Georgi-Glashow model of W bosons/photons

[CAF123]

The following is from my notes:

In 1972, a model was proposed by Georgi and Glashow as a candidate theory describing W bosons and photons with Lagrangian $$\mathcal L = -\frac{1}{2} \text{Tr} F^{\mu \nu}F_{\mu \nu} + (D_{\mu} \phi)^T (D^{\mu} \phi) - \mu^2 \phi^T \phi - \lambda(\phi^T \phi)^2$$ with $F_{\mu \nu}$ the field strength tensor and $A_{\mu}^a$ the gauge fields of the gauge group SO(3), $D_{\mu} = \partial_{\mu} + ig A_{\mu}^a \tau^a$, and $\phi$ is a 3 component real scalar field.

It's clear that the generator basis is $i(\tau)_{jk} = \frac{1}{2} (\delta_{jk} - \delta_{kj})$ for $1 \leq j < k \leq 3$ which may be applied to the vacuum expectation value $$\phi_{min} = \frac{1}{\sqrt{2}} \begin{pmatrix} 0 \\ 0 \\ v \end{pmatrix}$$ to deduce the number of Goldstone bosons, in accordance with Goldstone's theorem...

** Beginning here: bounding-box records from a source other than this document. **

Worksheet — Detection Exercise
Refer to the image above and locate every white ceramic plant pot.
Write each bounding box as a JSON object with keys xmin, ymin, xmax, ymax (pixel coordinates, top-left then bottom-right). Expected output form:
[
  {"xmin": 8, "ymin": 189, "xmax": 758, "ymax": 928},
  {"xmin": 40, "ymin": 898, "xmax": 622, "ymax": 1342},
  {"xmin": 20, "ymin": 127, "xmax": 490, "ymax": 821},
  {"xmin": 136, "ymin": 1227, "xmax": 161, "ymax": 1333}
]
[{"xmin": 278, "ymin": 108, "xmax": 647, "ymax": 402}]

My question is simply, why is that a generator basis? First of all there are three generators in SO(3) so I expected to see another index on the $\tau$ to label each generator. Secondly, for any $1 \leq j < k \leq 3$ the components $\tau_{jk}$ are all identically zero (!). So clearly I am misunderstanding something here. Can anyone help?

Thanks!

 

[nrqed]

The following is from my notes:

In 1972, a model was proposed by Georgi and Glashow as a candidate theory describing W bosons and photons with Lagrangian $$\mathcal L = -\frac{1}{2} \text{Tr} F^{\mu \nu}F_{\mu \nu} + (D_{\mu} \phi)^T (D^{\mu} \phi) - \mu^2 \phi^T \phi - \lambda(\phi^T \phi)^2$$ with $F_{\mu \nu}$ the field strength tensor and $A_{\mu}^a$ the gauge fields of the gauge group SO(3), $D_{\mu} = \partial_{\mu} + ig A_{\mu}^a \tau^a$, and $\phi$ is a 3 component real scalar field.

It's clear that the generator basis is $i(\tau)_{jk} = \frac{1}{2} (\delta_{jk} - \delta_{kj})$ for $1 \leq j < k \leq 3$ which may be applied to the vacuum expectation value $$\phi_{min} = \frac{1}{\sqrt{2}} \begin{pmatrix} 0 \\ 0 \\ v \end{pmatrix}$$ to deduce the number of Goldstone bosons, in accordance with Goldstone's theorem...

My question is simply, why is that a generator basis? First of all there are three generators in SO(3) so I expected to see another index on the $\tau$ to label each generator. Secondly, for any $1 \leq j < k \leq 3$ the components $\tau_{jk}$ are all identically zero (!). So clearly I am misunderstanding something here. Can anyone help?

Thanks!

Your understanding is correct and the notes are clearly wrong. It is better to simply take the three Pauli matrices and forget about this definition in terms of Kronecker delta (which does not make any sense as it is identically zero since the delay is symmetric as you know, and you are correct that one index is missing).

 

[CAF123]

Hi nrqed,

Your understanding is correct and the notes are clearly wrong. It is better to simply take the three Pauli matrices and forget about this definition in terms of Kronecker delta (which does not make any sense as it is identically zero since the delay is symmetric as you know, and you are correct that one index is missing).

Ok thanks. The triplet field vector would transform under the fundamental representation of SO(3) or adjoint representation of SU(2), right? But the Pauli matrices are used for the fundamental representation of SU(2) so is it a case I should use the linearised versions of the matrix representations for the generic rotations around the x,y,z axes for example to constitute the generators of SO(3)?